Lo bueno es que con el cigarro que se fumaba mientras caminaba para
su casa se le despejaban todos esos pensamientos y empezaba a olvidarse
de la insoportable existencia de las demás personas.
La calle se extendía solitaria y semioscura en algunos trechos.
El ripio, la basura, el hedor y las defecaciones de personas y animales,
escenario cotidiano para él, completaban a ratos el lienzo nocturno
de ese sendero. A Cariconte le tenía sin cuidado, si acaso todo
aquello únicamente le servía para recordarle lo asqueante
de su vida, cuando por momentos una humedad cálida se levantaba
de entre los tragantes a acariciar con sus miasmas la pituitaria del que
pasaba por el lado.
De repente la vio, como a una cuadra, cruzando perpendicularmente la
calle por donde él se desplazaba. El contraluz definía a
la perfección la figura de la mujer: falda entallada y corta, chaqueta
sastre, tacones, sería alguna secretaria u oficinista. Cariconte
sintió una punzada de vacío en el estómago. Las manos
se le llenaron de un sudor frío, la boca se le llenó de
saliva y las mandíbulas se le entramparon.
Trataba de no pensar pero no podía evitarlo, tenía que
tirarse a esa mujer fuera como fuera. Además, seguramente esa perra
estaría buscando una ocasión como ésa, una oportunidad
para que alguien como él le hiciera todo lo que bullía a
borbotones en su imaginación.
Cariconte comenzó a caminar delineando más sus pasos,
tratando de hundir bien los pies en el piso: en parte para no hacer tanto
ruido y en parte para refrenar la ansiedad y la temblorina de las piernas.
El asfalto se volvió de goma. Comenzó a respirar más
profundamente. Con una última y fuerte chupada al cigarro se deshizo
de éste. Las chispas rebotaron a lo lejos cuando la cabulla aterrizó
en el asfalto.
El corazón se le aceleraba y su sonido se confundía con
todas las voces que le gritaban por dentro: la de él mismo gritando
y riéndose a carcajadas mientras penetraba a la mujer; y la de
ella, gritando como energúmeno, con lágrimas resbalándole
por todo el rostro. Un gesto congelado en una lejana mente siniestra.
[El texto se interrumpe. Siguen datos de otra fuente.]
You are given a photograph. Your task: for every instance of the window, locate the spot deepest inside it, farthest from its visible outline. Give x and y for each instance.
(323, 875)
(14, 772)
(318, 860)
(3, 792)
Estaba como a media cuadra de ella y trataba de esquivar los pocos chubascos
de luz que se cernían por la calle. La dura erección le
provocaba cierto dolorcito por la presión del pantalón.
Pero esto lo excitaba todavía más, buscaba ese dolor. Era
casi igual de placentero que dar un beso e inmediatamente dar un fuerte
mordisco, solo que al revés. Él tenía primero el
dolor del mordisco, pero dentro de poco tendría el placer del beso:
era una situación de masturbación mental entre lo blando
y lo duro, lo suave y lo fuerte. La paradoja que se encuentra en todo
momento y en todo lugar, como un duro pene entre dos blandos testículos,
o una húmeda lengua entre rígidos dientes, o una cálida
vagina sobre una férrea pelvis. Cariconte amaba esta dualidad,
para él la ternura siempre debe ir acompañada por la agresividad.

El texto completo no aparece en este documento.